Trisha Durham

View Original

Be Fun.

I came across a fascinating piece of writing recently. It piqued my interest because it connects to yoga and movement. Not in an overt way, but in a covert way. It’s about fun. If you’re wondering how that relates to yoga and movement well, we are more likely to return to movement when our brains find it interesting and fun. We learn better and quicker when the think we are learning involves play. As a movement teacher I have taken this to heart and felt it be true on a nervous system level. Here it is, by Megan Palmer:

The definition of the word fun is: (noun) what provides amusement or joy, (verb) to indulge in banter or play, (adjective) providing entertainment, amusement, or enjoyment. I hadn’t read any of those definitions before, but they all seem to fall flat in the face of the thing we search for with the same unquenchable vigor as happiness. Fun is the quirky younger sibling of happiness; less heavy, more attainable, showing its face at times when we least expect it and concealing itself at times where we’re depending on its arrival. By this definition, fun requires a level of spontaneity to exist. This explains why most people are finding it impossible to have fun during the pandemic when we’ve been stripped of the freedom that comes with making unbridled decisions. To quote Travis Tae, a professor who has been studying fun for the past five years,

“It’s different from other emotional or affective terms. You never say you ‘have sadness.’ But we frame fun as coming from somewhere else, which gives it unique commercial potential.”
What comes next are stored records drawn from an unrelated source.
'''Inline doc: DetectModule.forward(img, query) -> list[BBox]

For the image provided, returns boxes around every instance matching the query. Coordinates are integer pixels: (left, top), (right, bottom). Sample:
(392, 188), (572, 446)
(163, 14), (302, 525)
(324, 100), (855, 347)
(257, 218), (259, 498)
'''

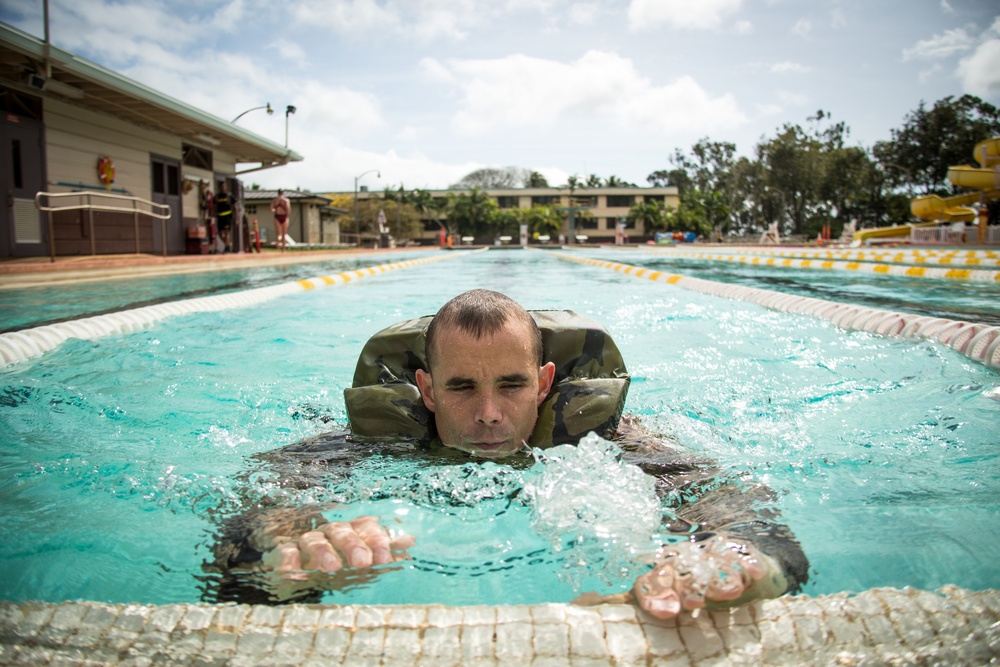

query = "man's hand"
(632, 535), (788, 618)
(262, 516), (414, 580)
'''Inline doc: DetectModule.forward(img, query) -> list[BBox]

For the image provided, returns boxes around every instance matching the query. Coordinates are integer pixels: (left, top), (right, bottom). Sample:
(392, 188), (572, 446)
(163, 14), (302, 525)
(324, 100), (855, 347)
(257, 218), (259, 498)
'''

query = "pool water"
(0, 251), (1000, 604)
(0, 253), (426, 333)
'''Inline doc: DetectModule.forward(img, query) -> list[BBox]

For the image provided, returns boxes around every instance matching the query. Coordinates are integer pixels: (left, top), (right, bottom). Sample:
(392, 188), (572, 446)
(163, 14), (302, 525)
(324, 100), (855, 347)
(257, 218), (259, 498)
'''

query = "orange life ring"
(97, 155), (115, 187)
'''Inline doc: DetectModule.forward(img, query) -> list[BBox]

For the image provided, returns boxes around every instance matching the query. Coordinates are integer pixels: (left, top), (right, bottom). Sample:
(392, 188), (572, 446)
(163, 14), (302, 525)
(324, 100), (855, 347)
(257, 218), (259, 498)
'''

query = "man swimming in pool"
(209, 290), (808, 618)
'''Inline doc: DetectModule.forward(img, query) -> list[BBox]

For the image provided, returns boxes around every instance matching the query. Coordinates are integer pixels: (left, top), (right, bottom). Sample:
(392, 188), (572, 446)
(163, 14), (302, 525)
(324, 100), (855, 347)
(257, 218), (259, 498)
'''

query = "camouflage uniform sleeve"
(623, 437), (809, 593)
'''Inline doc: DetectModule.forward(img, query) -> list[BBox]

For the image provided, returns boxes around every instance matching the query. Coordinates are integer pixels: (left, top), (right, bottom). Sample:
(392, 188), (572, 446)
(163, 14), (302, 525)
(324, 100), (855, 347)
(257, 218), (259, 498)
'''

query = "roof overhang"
(0, 23), (302, 171)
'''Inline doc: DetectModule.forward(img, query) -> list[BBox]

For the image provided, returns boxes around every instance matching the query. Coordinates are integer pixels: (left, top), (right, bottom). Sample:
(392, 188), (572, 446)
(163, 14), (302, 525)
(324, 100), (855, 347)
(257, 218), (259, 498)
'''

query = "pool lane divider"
(552, 252), (1000, 369)
(0, 251), (477, 368)
(640, 245), (1000, 268)
(640, 250), (1000, 284)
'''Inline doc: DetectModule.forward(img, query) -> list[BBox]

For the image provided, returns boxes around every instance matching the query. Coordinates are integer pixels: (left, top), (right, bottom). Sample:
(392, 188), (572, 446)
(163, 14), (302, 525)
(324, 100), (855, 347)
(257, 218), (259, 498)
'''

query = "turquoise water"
(0, 251), (1000, 604)
(0, 253), (422, 333)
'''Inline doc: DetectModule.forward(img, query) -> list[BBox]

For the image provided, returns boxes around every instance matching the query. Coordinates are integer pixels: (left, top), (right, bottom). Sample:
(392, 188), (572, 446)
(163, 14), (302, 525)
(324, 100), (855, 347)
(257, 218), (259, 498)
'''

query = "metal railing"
(910, 222), (1000, 245)
(35, 192), (171, 262)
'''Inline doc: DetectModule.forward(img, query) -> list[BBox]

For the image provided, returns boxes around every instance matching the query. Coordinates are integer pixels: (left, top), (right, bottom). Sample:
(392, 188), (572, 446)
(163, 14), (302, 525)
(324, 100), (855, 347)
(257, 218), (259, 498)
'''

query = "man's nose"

This characterization feels partially involuntary, as though having fun is something we aren’t able to control if only because it requires a level of randomness to achieve, similar to the way we talk about love. We “have” fun and we “fall” in love; neither experience is framed as a voluntary choice. Instead, they are occurrences that happen to us. We cannot force ourselves to have fun the same way we cannot strong-arm our way into falling in love, and it is this uncontrollable nature that makes both experiences extraterrestrial. Our desire to dictate the outcomes of every situation is irrelevant in the worlds of fun and love, and this rare, beautiful loss of control is liberating. In our most fun memories and in our deepest loves, we were swept up and away from ourselves, whether we liked it or not.